Market size estimate: 4,000+ publicly traded companies in the US alone. D&O premium for AI coverage at $10K–$50K per company. Conservative TAM: $40M–$200M.
Strategic Implications for Insurance Leadership Teams
For Insurance CEOs
The paper reveals a market in active bifurcation — carriers are either building AI-specific products or adding AI exclusions to legacy lines. The middle ground is not a strategy; it is an accident waiting to happen. A single large AI-caused loss in the next 12 months will force the market to resolve the silent exposure question.
Recommendation: Commission an internal audit of your full book of business against the paper’s 55-threat taxonomy.
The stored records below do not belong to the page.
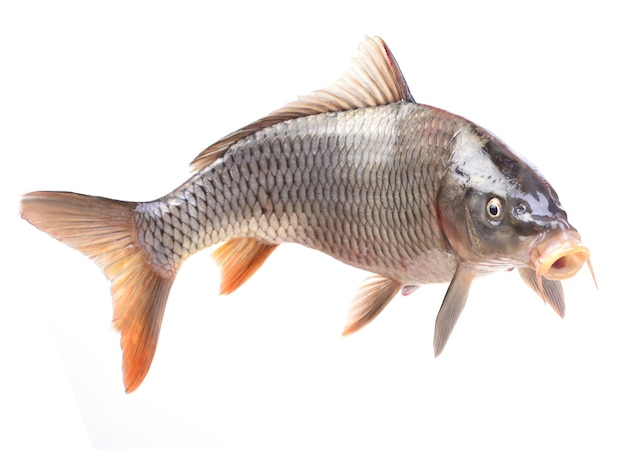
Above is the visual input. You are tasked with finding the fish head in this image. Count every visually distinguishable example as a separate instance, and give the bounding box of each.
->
[438,126,593,284]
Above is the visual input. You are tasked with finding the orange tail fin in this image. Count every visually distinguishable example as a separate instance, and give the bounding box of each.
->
[22,192,175,393]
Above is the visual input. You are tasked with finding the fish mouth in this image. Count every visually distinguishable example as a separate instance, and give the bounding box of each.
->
[531,229,595,286]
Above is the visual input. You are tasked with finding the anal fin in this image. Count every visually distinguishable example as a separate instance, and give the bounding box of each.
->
[343,276,402,335]
[212,238,278,295]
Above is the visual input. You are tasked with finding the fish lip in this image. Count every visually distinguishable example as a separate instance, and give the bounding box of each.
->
[531,229,590,281]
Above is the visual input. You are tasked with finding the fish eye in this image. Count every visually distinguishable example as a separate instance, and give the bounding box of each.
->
[487,197,502,221]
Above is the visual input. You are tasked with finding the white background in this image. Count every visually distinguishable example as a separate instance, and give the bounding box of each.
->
[0,0,626,448]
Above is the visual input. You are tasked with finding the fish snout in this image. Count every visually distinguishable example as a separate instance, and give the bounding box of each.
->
[531,229,591,280]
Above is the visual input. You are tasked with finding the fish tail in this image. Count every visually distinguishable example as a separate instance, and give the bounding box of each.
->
[21,192,175,393]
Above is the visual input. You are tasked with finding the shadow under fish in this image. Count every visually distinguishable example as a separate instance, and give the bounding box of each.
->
[22,37,593,392]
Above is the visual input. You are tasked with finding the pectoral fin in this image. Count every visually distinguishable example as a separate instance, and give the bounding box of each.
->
[343,276,402,336]
[519,267,565,318]
[402,284,421,296]
[433,264,474,357]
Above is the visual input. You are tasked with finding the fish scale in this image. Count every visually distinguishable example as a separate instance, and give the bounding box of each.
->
[22,38,593,392]
[136,102,451,283]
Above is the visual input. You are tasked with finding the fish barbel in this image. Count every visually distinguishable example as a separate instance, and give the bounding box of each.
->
[22,37,593,392]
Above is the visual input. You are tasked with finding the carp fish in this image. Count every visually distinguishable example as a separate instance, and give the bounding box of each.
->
[21,37,595,392]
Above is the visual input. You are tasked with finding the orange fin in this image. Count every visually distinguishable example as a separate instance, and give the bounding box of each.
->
[212,238,278,295]
[22,192,175,393]
[191,37,414,171]
[433,264,475,357]
[518,267,565,318]
[342,276,402,336]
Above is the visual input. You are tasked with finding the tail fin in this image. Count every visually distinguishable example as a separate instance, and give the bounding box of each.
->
[22,192,175,393]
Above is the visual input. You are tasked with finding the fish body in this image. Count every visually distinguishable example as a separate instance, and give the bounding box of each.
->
[22,38,591,392]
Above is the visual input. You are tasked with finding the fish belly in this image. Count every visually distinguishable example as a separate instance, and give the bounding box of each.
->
[136,102,455,283]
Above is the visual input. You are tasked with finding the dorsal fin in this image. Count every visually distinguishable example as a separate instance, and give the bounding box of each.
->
[191,37,413,171]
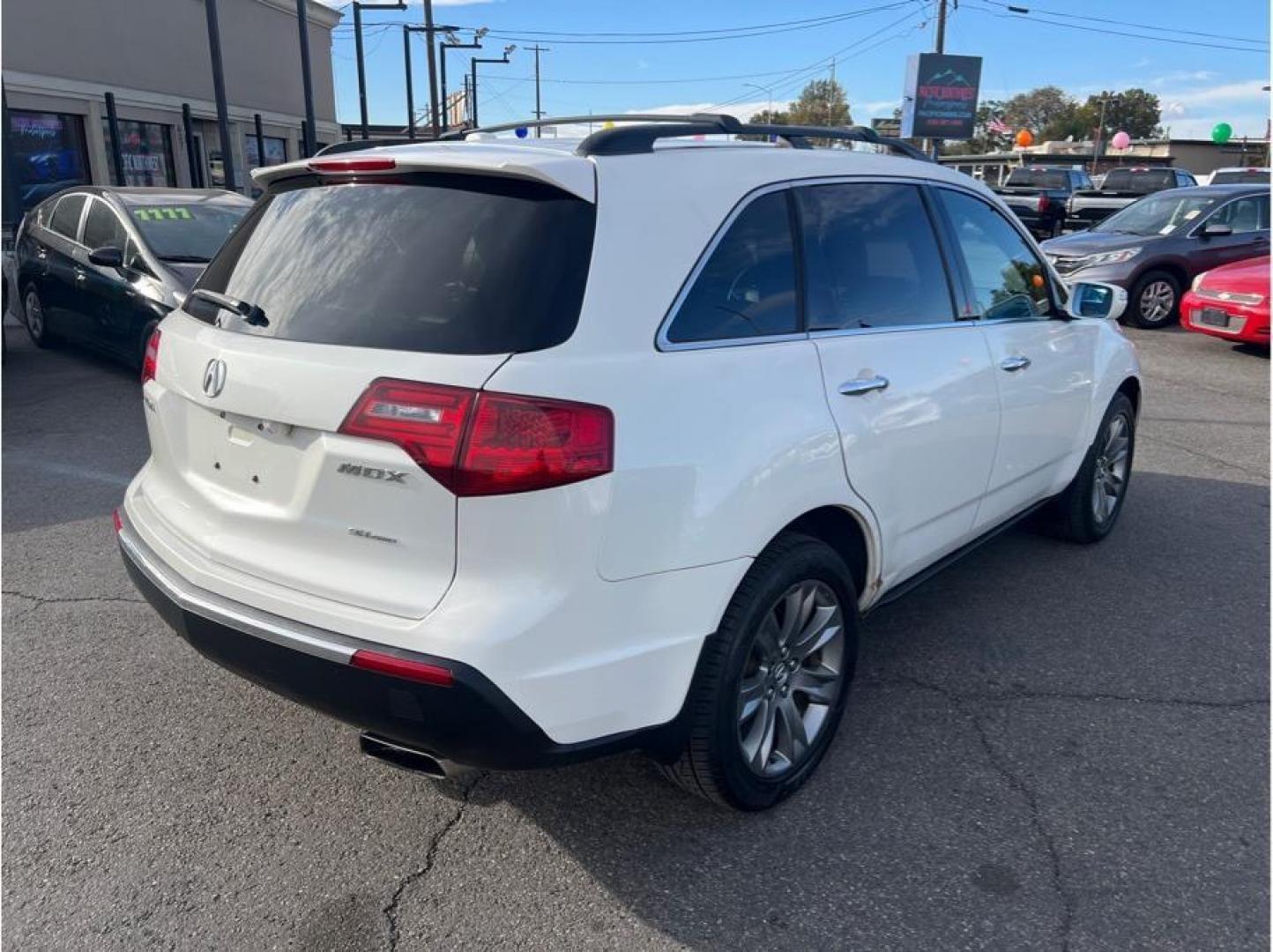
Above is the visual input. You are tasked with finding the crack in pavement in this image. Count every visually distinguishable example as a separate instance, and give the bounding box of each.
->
[854,674,1269,710]
[0,588,146,611]
[881,674,1075,952]
[383,771,488,952]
Identify all silent-AI exposure in your portfolio. Quantify the accumulation. Then decide which cells to convert to affirmative coverage and which to exclude — before a loss event makes the decision for you.
For Chief Underwriting Officers
The paper’s six-peril crosswalk is a product development brief disguised as an academic table. Your competitors have staked claims on individual perils. The question is whether you build a multi-peril product that makes the single-peril specialists look narrow.
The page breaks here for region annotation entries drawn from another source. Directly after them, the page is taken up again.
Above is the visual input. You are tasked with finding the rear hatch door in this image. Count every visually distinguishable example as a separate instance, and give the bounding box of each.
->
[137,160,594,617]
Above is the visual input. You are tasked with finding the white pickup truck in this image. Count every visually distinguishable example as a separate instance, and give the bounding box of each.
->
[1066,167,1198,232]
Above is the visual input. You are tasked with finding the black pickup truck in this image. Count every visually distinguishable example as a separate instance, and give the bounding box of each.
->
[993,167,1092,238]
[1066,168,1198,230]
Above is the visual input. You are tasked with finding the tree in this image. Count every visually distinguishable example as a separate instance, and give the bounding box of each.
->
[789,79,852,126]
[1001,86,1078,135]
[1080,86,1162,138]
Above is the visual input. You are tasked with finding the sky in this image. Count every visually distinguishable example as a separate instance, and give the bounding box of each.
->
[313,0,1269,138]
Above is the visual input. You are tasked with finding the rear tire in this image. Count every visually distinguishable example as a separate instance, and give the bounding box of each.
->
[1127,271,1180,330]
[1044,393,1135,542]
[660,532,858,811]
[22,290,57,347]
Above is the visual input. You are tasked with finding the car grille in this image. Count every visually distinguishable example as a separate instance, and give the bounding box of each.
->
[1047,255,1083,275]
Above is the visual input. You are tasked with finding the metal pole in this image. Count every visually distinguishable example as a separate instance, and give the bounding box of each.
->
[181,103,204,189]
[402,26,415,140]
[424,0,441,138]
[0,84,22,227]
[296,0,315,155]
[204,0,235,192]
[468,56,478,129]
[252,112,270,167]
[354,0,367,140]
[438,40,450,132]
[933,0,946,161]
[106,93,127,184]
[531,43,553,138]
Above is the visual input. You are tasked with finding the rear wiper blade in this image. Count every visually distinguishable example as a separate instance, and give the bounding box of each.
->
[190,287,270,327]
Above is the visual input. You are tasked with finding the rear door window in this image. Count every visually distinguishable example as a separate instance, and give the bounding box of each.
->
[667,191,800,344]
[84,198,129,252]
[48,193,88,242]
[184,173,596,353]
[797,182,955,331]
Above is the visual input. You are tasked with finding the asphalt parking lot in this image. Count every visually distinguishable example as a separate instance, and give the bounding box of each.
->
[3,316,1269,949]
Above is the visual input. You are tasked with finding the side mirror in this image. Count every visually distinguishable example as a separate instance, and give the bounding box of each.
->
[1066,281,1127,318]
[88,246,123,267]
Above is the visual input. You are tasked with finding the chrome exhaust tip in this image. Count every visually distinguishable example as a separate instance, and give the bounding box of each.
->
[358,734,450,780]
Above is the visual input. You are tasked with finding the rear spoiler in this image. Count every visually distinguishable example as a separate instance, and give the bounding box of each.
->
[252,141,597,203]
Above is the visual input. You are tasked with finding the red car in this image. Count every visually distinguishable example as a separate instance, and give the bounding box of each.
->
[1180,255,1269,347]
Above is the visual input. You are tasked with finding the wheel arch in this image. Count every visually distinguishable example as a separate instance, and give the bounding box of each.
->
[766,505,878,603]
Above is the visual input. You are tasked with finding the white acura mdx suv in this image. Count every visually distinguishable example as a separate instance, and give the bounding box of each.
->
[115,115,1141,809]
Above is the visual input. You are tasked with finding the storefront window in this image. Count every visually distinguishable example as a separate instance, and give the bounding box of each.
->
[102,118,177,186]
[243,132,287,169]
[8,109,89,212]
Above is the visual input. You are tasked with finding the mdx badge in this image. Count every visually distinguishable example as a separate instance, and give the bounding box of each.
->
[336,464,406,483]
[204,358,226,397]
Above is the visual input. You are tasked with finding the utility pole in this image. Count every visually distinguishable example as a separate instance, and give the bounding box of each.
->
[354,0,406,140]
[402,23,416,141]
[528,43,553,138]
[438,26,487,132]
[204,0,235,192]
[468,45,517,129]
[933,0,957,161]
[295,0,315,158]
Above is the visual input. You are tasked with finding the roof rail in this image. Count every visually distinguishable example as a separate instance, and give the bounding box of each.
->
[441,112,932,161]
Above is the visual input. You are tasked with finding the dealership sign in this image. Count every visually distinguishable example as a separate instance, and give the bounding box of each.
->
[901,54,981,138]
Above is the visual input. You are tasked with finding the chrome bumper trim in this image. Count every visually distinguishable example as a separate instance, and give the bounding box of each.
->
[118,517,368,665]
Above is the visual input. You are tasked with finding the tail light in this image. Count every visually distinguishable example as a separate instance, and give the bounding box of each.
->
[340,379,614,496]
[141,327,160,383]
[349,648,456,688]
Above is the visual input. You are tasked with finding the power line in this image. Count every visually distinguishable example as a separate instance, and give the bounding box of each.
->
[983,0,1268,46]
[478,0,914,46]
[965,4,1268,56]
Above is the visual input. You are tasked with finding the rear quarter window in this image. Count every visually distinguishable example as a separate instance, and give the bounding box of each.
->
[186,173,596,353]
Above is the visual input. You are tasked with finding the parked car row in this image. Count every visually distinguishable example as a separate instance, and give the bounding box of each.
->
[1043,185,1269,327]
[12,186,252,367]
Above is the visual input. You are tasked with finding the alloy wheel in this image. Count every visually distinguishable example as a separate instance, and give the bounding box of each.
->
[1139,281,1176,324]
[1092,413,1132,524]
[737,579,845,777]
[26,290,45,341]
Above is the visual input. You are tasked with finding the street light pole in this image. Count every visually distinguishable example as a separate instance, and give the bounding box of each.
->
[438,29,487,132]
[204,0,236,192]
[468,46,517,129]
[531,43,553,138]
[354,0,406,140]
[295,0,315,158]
Recommendation: Build the multi-peril AI liability endorsement. Six perils. One product. One underwriting framework. The first carrier to market with comprehensive coverage will own the corporate AI insurance category for at least 12–18 months.
For Heads of Product Development
Foundation model concentration risk (T-45) is the most interesting product problem in commercial insurance right now. The risk is real, the demand is latent, and there are zero carriers competing for it.
Recommendation: Start building the actuarial framework for foundation model concentration risk. Partner with reinsurance for the correlated loss pool. The carrier that solves this first will be the market-defining player in an entirely new line of business.
For Chief Risk Officers at Insurance Companies
The paper’s 8.9 percent silent-AI exposure estimate applies to your own portfolio. If you are a carrier writing cyber, tech E&O, D&O, EPLI, crime, or media policies without AI-specific wording, you have embedded AI risk in your book that you have not quantified.
Recommendation: Run the paper’s audit on your own portfolio before you offer it to your clients. Your silent-AI accumulation is your own reserve problem waiting to surface.
Thanks to All Authors
Alex Leung — No institutional affiliation listed
Rex Zhang — No institutional affiliation listed
Ervin Ling — No institutional affiliation listed
Kentaroh Toyoda — No institutional affiliation listed
SiewMei Loh — No institutional affiliation listed
Want to know how this applies to your company?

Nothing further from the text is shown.